= Gonzalo Mazatzin Moctezuma =

Gonzalo Mazatzin Moctezuma, also Don Gonzalo Mazatzin Moctezuma was a Native American warrior, cacique, noble and conquistador for the Spanish crown.

== Early life ==
He was born in a lineage of native nobility. Historians disagree about whether he was the grandson of Moctezuma Xocoyotzin or of Moctezuma Ilhuicamina. His mother was Ilhuicamina Monctezuma. His son, Don Juan de Monctezuma, and his grandson Don Joachin de San Francisco y Moctezuma, both inherited the position of governors of Tepexi de la Seda (modern-day Tepexi de Rodríguez, Puebla, Mexico), and were known by the locals as the lords and rulers of the area. There are indications that he is most likely descended from Moctezuma Ilhuicamina, with a Real Cédula recommending his grandson Don Joachin de San Francisco to the Real Audiencia while naming Don Joachin both the grandson of Gonzalo Moctezuma, and the descendant of Moctezuma I (Moctezuma Ilhuicamina).

== Warrior ==
Moctezuma pledged his allegiance to Spain and assisted Hernan Cortés in his fight against the Mexica.

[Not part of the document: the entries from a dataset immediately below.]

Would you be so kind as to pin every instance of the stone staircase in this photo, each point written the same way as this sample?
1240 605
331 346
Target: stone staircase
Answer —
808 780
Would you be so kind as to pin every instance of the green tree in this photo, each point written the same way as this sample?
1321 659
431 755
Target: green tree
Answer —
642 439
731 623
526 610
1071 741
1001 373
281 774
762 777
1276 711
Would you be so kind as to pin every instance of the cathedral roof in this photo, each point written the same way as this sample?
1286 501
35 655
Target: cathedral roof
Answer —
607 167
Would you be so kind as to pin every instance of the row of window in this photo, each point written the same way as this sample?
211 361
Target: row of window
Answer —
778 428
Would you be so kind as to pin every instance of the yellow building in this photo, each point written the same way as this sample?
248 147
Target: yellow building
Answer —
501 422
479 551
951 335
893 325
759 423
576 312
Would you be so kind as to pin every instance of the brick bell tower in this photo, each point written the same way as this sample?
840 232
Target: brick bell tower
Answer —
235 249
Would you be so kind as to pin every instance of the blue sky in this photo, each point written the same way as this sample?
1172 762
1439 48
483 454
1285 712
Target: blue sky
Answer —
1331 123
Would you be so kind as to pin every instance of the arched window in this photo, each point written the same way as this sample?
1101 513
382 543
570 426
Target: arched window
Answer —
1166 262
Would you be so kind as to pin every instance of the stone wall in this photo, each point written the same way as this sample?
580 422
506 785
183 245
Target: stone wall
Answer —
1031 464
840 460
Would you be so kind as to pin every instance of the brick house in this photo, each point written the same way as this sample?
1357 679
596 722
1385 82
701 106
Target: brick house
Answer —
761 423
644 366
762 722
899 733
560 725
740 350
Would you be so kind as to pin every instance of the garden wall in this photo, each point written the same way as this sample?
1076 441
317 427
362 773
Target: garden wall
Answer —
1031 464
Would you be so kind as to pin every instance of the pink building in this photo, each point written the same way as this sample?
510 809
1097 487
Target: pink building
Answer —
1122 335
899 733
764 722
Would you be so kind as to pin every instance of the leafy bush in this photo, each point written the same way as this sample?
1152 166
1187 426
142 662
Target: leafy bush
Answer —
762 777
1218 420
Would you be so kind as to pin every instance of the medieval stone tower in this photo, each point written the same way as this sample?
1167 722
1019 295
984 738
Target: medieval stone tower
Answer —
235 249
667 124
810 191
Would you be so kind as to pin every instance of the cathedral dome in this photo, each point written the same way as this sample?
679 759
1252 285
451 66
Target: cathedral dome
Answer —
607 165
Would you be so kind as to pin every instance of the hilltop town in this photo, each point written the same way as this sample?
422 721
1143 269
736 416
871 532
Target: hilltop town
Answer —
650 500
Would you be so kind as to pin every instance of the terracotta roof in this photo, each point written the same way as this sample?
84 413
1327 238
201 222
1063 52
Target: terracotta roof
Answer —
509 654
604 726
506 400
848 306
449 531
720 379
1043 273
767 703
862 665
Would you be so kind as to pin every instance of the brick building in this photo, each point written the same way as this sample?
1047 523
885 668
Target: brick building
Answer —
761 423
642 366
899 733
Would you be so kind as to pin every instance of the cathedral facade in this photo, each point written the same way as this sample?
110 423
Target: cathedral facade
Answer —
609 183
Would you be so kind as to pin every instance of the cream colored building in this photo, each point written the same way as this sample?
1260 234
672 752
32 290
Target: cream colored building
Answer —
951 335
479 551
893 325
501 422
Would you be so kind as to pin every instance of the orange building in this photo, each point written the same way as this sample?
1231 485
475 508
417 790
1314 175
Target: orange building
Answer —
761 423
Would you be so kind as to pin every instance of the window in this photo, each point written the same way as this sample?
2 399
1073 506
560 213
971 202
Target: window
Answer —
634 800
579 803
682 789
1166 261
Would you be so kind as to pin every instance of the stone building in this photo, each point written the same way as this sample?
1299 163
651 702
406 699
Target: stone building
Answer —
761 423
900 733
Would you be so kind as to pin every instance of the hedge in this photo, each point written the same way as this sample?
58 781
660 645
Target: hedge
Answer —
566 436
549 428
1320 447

He remained loyal through his life.

After the Spanish victory he became Governor of Tepexi de la Seda, in modern-day Puebla. He was granted the rank of captain for his military services. He and his descendants are referred as Don/Doña by the Spanish, which indicates that they were considered to have the same status as Spanish nobility.

According to various witnesses, Don Gonzalo–Mazatzin at the time–sent an emissary to find Cortés and offer his vassalage to the king of Spain, along with a gift of gold to prove his good intentions. Cortés, who was in Tepeaca at the time, accepted his pledge. The pair met in Molcaxac where Gonzalo offered Cortés additional gifts.

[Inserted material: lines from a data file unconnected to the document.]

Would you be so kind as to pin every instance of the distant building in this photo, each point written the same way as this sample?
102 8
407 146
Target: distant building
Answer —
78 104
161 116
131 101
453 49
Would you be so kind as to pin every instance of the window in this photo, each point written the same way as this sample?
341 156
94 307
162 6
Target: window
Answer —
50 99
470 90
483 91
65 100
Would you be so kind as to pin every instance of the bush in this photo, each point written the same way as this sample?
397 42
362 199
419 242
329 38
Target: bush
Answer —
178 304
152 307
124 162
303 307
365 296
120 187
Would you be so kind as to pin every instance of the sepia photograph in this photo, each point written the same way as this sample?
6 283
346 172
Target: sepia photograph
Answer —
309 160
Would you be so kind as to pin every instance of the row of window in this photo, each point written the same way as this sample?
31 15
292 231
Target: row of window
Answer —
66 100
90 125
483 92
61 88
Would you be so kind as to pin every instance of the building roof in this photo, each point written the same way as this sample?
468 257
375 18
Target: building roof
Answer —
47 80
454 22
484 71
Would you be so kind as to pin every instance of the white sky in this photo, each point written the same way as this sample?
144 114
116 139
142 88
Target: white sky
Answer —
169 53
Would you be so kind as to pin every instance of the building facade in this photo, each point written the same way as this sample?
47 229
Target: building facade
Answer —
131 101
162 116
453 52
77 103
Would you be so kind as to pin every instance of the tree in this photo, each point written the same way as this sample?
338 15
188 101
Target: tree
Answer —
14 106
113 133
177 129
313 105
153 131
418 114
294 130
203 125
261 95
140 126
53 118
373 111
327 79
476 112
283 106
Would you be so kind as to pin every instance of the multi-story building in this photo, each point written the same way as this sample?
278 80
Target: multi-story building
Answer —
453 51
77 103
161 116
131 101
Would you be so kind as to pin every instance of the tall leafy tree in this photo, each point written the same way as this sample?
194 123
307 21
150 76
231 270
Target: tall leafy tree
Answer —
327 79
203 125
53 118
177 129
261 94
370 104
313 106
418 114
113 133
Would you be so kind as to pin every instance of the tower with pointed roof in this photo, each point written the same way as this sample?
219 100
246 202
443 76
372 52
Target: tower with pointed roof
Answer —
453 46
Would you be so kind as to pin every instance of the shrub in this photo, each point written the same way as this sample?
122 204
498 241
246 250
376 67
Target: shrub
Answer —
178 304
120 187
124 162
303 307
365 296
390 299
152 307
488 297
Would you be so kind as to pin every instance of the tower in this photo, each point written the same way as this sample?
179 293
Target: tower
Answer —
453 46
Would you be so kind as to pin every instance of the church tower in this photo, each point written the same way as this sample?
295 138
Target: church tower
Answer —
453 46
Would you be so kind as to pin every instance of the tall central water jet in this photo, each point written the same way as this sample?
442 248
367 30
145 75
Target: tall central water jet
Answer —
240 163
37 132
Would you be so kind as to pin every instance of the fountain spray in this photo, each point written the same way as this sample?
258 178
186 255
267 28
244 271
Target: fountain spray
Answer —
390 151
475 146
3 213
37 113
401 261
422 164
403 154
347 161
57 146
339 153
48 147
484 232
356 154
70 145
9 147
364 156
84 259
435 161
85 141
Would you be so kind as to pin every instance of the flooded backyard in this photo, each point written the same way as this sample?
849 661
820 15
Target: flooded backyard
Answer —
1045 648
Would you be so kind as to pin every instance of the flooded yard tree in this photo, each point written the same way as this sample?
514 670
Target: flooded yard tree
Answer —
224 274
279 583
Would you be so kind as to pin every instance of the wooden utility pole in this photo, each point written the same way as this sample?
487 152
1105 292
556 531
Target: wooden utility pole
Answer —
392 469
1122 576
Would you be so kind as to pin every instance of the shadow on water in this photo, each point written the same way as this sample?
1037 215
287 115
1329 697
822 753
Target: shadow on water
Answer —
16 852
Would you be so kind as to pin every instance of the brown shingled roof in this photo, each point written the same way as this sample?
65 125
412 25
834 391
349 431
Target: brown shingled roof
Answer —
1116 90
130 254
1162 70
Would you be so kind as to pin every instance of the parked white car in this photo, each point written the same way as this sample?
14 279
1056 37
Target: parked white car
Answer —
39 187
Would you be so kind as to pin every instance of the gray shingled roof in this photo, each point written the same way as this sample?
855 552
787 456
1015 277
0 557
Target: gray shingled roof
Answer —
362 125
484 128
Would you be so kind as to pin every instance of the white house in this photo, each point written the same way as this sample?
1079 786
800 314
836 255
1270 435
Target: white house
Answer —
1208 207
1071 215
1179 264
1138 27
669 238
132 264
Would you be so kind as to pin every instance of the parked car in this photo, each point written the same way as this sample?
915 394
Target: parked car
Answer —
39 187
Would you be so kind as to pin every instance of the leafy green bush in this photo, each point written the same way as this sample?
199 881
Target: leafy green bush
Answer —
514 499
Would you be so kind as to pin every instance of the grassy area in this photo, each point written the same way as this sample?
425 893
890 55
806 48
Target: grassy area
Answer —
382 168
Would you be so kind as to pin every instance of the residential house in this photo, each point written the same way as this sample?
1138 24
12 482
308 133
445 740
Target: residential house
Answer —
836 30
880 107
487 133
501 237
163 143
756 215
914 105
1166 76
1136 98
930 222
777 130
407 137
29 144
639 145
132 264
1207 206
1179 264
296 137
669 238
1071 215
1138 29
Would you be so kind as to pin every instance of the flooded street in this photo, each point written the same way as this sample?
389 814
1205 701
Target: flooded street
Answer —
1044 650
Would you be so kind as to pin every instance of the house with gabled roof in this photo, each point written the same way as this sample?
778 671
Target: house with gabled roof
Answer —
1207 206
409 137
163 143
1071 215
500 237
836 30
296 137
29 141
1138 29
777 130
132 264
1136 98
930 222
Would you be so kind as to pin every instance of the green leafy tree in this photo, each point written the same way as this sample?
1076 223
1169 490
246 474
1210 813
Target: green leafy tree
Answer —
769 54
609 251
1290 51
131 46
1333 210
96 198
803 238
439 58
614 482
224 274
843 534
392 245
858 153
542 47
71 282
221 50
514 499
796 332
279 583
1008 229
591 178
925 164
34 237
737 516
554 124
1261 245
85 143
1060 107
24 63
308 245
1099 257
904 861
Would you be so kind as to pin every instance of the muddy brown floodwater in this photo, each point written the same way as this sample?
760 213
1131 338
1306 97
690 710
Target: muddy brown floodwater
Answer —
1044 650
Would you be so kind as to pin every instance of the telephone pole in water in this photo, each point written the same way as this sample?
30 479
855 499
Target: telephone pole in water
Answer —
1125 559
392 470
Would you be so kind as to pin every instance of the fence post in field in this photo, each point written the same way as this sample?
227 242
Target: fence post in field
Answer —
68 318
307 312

Cortés granted Gonzalo the title of captain, which gave him the right to conquer in the name of the king, and gave him a Spanish sword and a spear. sealed the deal with a hug, a notable gesture that was uncommon among the natives. Shortly after this encounter Mazatzin converted to Christianity and adopted the Christian name of Gonzalo.

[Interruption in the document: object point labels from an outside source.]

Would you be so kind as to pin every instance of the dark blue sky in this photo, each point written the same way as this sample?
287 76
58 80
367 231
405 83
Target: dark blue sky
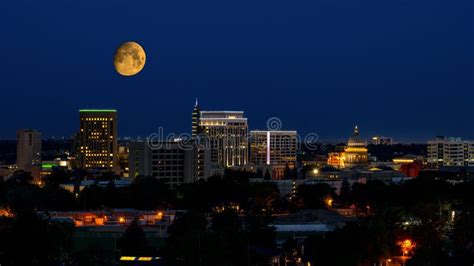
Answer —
401 68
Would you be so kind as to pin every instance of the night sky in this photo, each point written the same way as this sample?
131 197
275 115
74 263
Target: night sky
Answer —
401 68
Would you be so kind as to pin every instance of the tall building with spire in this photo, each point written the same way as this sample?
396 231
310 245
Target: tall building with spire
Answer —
97 141
196 129
226 132
28 149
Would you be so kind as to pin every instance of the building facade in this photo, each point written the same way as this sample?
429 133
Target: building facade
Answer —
28 149
355 154
226 132
175 162
274 148
196 128
450 152
97 141
380 140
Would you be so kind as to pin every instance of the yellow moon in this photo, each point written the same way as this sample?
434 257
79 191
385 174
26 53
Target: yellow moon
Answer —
129 59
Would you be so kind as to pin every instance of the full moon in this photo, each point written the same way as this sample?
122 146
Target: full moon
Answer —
129 59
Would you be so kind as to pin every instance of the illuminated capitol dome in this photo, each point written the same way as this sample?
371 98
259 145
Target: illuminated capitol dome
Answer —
354 155
355 140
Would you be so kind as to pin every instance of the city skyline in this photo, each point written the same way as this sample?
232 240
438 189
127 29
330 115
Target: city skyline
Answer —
317 66
336 138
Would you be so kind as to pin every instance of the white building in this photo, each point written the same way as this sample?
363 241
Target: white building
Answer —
274 148
450 152
174 162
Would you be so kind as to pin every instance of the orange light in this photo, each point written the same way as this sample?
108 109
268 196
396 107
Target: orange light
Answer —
407 246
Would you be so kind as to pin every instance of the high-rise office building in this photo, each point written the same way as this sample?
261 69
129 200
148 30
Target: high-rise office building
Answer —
450 152
196 128
380 140
273 147
276 149
173 161
97 141
28 149
227 135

After Cortés' departure, Don Gonzalo sent ambassadors to neighboring provinces announcing his new alliance, which made him "very admired and respected".

As captain he was given the lead in the conquest of Mixteca Alta. He and his soldiers conquered more than ten cities. His grandson implies that he organized and led the native allies.

== Legacy ==
He died around 1525. His title and lands were respected by Spain, and his lineage continued controlling their expanded area for centuries as vassals of the Hispanic Crown.

==Historiography==
Most of the information about Don Gonzalo comes from a probanza de mérito sent by his grandson, Don Joachim de San Francisco y Moctezuma, to the king of Spain. This was a formal request of new privileges, such as total and permanent tax exemption for his entire city, as a reward for his grandfather's help during the conquest. His testimony is backed by 49 witnesses, 30 of them old enough to have lived through the events. This document, along with documents related to the judicial process that his request underwent, can be found in the Archivo General de Indias of Seville.

Doubts persist about the extent of his service for the Spanish crown. Probanzas de mérito are unreliable as information sources, since their main goal is to persuade the judge to grant a petition. Exaggerations and complete fabrications are common. None of the Spanish conquerors who allegedly met Don Gonzalo refer to him by name or talk about their encounter.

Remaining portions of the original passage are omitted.